October 5, 2020 at 1:29 pm |
Holy cow that sold for a lot of dough.
October 5, 2020 at 6:46 pm |
I don’t understand the part about “50 years ago.” There were no elevated railroads in NYC in 1845
October 5, 2020 at 11:21 pm |
Hi Ben, “almost 50 years earlier…” meaning almost 50 years before the Jack Lubin painting, which was completed in 1938. That’s roughly about when Hassam painted his Impressionist image of an elevated train.

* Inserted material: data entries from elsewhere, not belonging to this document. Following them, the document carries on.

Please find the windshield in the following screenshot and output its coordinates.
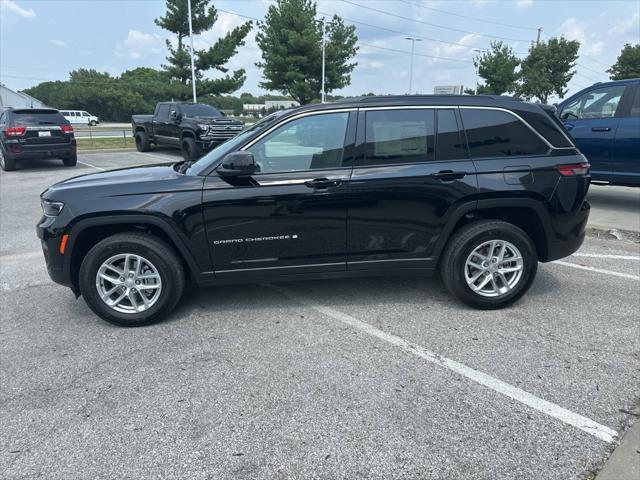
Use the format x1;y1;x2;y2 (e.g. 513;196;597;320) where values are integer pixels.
189;110;287;175
180;103;222;117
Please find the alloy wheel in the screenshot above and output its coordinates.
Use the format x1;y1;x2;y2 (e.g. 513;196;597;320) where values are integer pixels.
464;240;524;298
96;253;162;314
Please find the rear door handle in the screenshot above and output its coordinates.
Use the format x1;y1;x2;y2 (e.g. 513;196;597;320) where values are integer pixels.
431;170;467;181
304;178;342;188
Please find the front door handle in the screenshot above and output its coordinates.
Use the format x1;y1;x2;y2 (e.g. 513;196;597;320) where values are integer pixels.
431;170;467;181
304;178;342;188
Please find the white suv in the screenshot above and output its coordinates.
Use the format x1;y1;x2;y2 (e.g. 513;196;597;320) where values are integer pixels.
60;110;100;127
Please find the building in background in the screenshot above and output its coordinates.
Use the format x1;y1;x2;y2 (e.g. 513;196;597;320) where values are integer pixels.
0;83;47;109
433;85;464;95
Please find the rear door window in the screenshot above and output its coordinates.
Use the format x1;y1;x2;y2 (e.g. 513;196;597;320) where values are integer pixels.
156;103;169;122
364;109;435;165
560;85;625;121
460;108;549;158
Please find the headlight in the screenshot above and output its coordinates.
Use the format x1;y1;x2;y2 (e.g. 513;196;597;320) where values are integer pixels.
40;200;64;217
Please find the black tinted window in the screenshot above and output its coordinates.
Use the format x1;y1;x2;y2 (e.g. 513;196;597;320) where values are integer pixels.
365;110;435;165
436;110;468;161
13;110;67;126
181;103;222;117
156;103;169;120
460;108;549;158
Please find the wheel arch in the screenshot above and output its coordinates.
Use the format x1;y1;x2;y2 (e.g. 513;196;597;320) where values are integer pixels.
64;215;200;295
434;198;551;262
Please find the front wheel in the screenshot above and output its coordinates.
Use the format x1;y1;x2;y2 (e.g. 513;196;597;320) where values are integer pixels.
78;233;185;327
441;220;538;310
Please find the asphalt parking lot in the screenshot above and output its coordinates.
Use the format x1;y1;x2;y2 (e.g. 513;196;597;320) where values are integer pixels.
0;152;640;480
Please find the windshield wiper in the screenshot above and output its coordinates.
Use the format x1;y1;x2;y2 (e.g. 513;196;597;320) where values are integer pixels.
176;160;196;173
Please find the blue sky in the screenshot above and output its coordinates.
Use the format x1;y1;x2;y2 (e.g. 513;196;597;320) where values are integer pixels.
0;0;640;102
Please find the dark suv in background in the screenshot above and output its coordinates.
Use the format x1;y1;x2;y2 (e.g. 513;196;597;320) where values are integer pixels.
37;96;589;326
0;108;78;171
558;78;640;187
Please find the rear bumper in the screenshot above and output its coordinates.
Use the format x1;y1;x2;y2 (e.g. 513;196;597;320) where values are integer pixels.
4;140;76;160
544;200;591;262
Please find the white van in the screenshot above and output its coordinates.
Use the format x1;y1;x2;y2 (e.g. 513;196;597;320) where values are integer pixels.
60;110;100;126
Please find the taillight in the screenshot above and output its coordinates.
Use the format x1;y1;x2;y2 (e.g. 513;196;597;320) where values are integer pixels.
4;127;27;137
556;162;591;177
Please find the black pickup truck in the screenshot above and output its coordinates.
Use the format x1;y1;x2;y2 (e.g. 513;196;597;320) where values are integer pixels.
131;102;244;160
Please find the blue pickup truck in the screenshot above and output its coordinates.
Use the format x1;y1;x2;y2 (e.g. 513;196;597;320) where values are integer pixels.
558;78;640;187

October 6, 2020 at 6:49 am
Aha! Thank you!
October 5, 2020 at 8:31 pm |
can’t begin to tell you how much I love impressionist paintings of NYC
October 10, 2020 at 4:55 am |
What a beautiful painting! It made me think of Jack Finney’s great novel, Time and Again, which takes place at roughly the same time this painting was created. The characters often rode the El and this painting lets me see exactly what that would have looked like to them.